I have been on a real citrus kick lately. Maybe it is the season, but I have been going through a lot of lemons and limes. For the last couple of weeks I have been juicing close to nearly 40 limes, only to pour a bit of the juice into smoothies or weekend cocktails. The same goes with lemons. As I was juicing the lemons into a smaller sized mason jar, it occurred to me that instead of juicing them, I should create some preserved lemons!
You might have never seen preserved lemons, yet, as they are typically not used on a regular basis in American cooking. Or, maybe they are and many of us just never know. The preserved lemon is commonly used in Moroccan or African cuisine, and let’s face it, many of us are not eating that cuisine in the states on a regular basis.
The preserved lemon is a thing of beauty, and it can be used in a lot of different dishes, not just Moroccan or African. If preserved right, and long enough, the lemons have an intense citrus smell and and taste which enhances most any dishes that require a bit of lemon.
- 7 whole lemons, rinsed and patted dry
- Kosher salt, approximately 1 tbsp per lemon
- 1 tbsp whole peppercorns
- 1 tbsp fennel seed
- Additional lemon juice
- Wide mouth, pint sized canning jars
Begin by cleaning your lemon by washing it in water, then pat them dry. Take your knife and take off any of the knobby end parts. Run your knife, lengthwise down the middle of the lemon, leaving about 1/2 inch at the bottom. Turn 90 degrees, and do the same. You pretty much have a quartered lemon but not cut all of the way through. Repeat with the remaining lemons.

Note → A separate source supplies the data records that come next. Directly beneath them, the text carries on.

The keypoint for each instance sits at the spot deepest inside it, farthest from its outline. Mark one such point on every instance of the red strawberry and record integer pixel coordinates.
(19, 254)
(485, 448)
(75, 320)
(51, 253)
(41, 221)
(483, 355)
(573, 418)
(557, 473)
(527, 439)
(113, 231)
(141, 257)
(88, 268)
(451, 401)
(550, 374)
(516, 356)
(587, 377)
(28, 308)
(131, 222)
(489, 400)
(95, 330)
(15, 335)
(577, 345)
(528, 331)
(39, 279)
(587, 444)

Mix your salt, fennel seeds, and peppercorns.
Add about a tablespoon, or so, of the salt mixture to the bottom of the canning jar. Take a lemon and open it up a bit, and begin rubbing a tablespoon or so of the salt mixture all over the inside of the lemon. Take it and smash it down into the mason jar. Repeat with the second lemon. Two lemons fit into my canning jar. Depending on the size of your lemons, you might have more or less. Once smashed, roll a lemon on the counter, and apply enough pressure to extract the juices. Cut the lemon in half, and use your hand juicer, or hands and squeeze as much juice out of the lemon into the canning jar to nearly fill the top. This takes about two lemons per jar.
Repeat with a second canning jar. Add any remaining salt mixture to the top of the open canning jars, seal, and give a shake. Let these sit on your counter at room temperature for about 2 days, shaking the mixture each day.

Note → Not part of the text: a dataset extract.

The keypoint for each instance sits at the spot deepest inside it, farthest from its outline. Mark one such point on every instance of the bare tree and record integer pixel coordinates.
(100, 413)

Place in the refrigerator for 2-3 weeks before using.
When you are ready to use some of the lemons, open the can, remove the softened lemons, and rinse under cold water. You can use the pulp in sauces if you would like, or stuff it inside of a chicken before roasting, otherwise, remove the pulp and slice the lemon peel into thin slices to be used in sauces, salads, rice, or whatever you can think of that would use that wonderful lemon and salt flavor. Give it a try. It’s something new!